Closed aatishb closed 3 years ago
I am just waiting for them to fix it, and my US visualizations are wrong right now.
I find that I am constantly fixing and updating my API because this dataset is so unpredictable.
My dashboard has been getting more traction than I expected. What started as a fun project for me is now slowly starting to becoming a full time job in order to maintain accuracy and functionality.
I implemented a little fix in order to fix the issue with the US states/cities basically by filtering out all the values containing a comma (since I believe cities will no longer be maintained)
I spent 2 hours hacking through a solution last night but I am not confident with the results. I am not excited about the prospect of hacking a solution for cleaning data on a daily basis. I wish they could fix it. I am hoping they simply fix it.
For USA data, I extract STATE_CD's from the data (province State) before 3/9. Ref table in Database STATE_CD , STATE_NM. Data 3/10 and beyond. Just use State Names. Join data via STATE_NM to get time series back with complete History.
@treerunner This is better than having only one or the other. This at least gives us options. I am mapping all of the data as it gives you a visual of outbreak locations and a the state total. Then only counting which one is greater State Cases or Counties in State Cases
@aatishb - I am currently using method #1 but I see that the timeseries is inconsistent. So I guess this needs to be fixed by the maintainers. Kudos to them anyway for making this available!
Looks like #590 addresses the double counting issue.
Utilizing (OSINT) Open-source intelligence, techniques for Covid-19 research. An all hands on deck guide.

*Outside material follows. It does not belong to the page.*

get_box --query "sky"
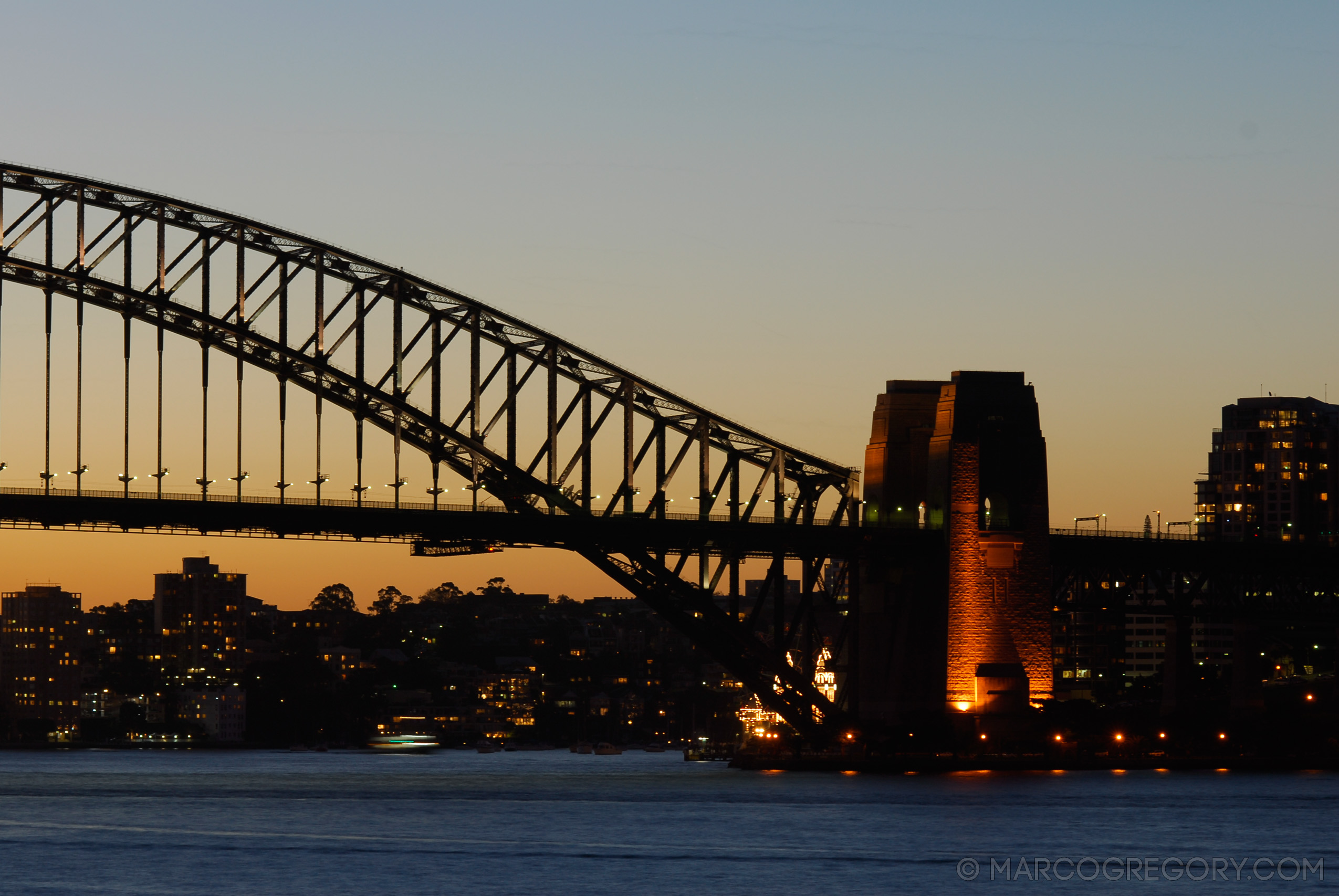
[0,0,1339,608]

when doing OSINT we focus on Targets such as people or businesses but we can also use these same techniques for data collection on the virus
Part 1. intro to Osint https://www.reddit.com/r/OSINT/comments/e78he1/osint_for_beginners_part_1_introduction/
part 2. Tooling https://www.reddit.com/r/OSINT/comments/e7a4ke/part_2_tooling/
part 3. case/methods https://www.reddit.com/r/OSINT/comments/e9276y/osint_guide_part_3_case_management_and_methodology/
TASKS IN PREPARATION FOR THE COVID19 STUDY-A-THON
https://docs.google.com/document/d/1wD4qMy3jyNPXBOCEivkOqnXMteuWbF5yKenaZR6g57s/edit#
If you’re new to Coronavirus research, start here…
SUMMARY OF SARS-CoV/SARS-CoV-2 AND COVID-19 FINDINGS
my Github full of covid-19 data https://github.com/star-ops?tab=repositories
my https://www.mendeley.com/profiles/flynn-carsen/ with DOI research links might have to make a acc
On Thu, Mar 12, 2020 at 7:34 PM Aatish Bhatia notifications@github.com wrote:
Looks like #590 https://github.com/CSSEGISandData/COVID-19/issues/590 addresses the double counting issue.
— You are receiving this because you are subscribed to this thread. Reply to this email directly, view it on GitHub https://github.com/CSSEGISandData/COVID-19/issues/571#issuecomment-598477616, or unsubscribe https://github.com/notifications/unsubscribe-auth/ANRV7GII5NO6BYUNAHQK2BDRHFWR5ANCNFSM4LGP6CLQ .
I use some simple shell commands:
cat time_series_19-covid-Confirmed.csv | grep 'US' | grep -v ", "
For now it works.
If someone is looking for a way to handle this in Golang (including the new county omission), here's how I'm doing it: https://gist.github.com/kamermans/397488317c75b23414100d7e1316e96f
It's not just double-counting issues. In at least some cases, the state count doesn't include individual county counts. For example, on 1/24, Cook County, IL
has 1 confirmed case but Illinois
has 0.
As of March 10, the data contains US cases at both state level AND county level. This is leading to double counting problems where if you sum all the US cases, you get a number that is roughly twice as high as the true number of cases.
See also #382, #472, #496, #559, #501, #541 and many more
The way I see it, for the US cases, we can either:
1. Focus on state data and ignore county based data
2. Focus on county data and ignore state data
3. Do something else
How are people dealing with this? Are the state and county levels providing the same total numbers, or is one source more reliable than the other? I'm curious if anyone has a workaround for this.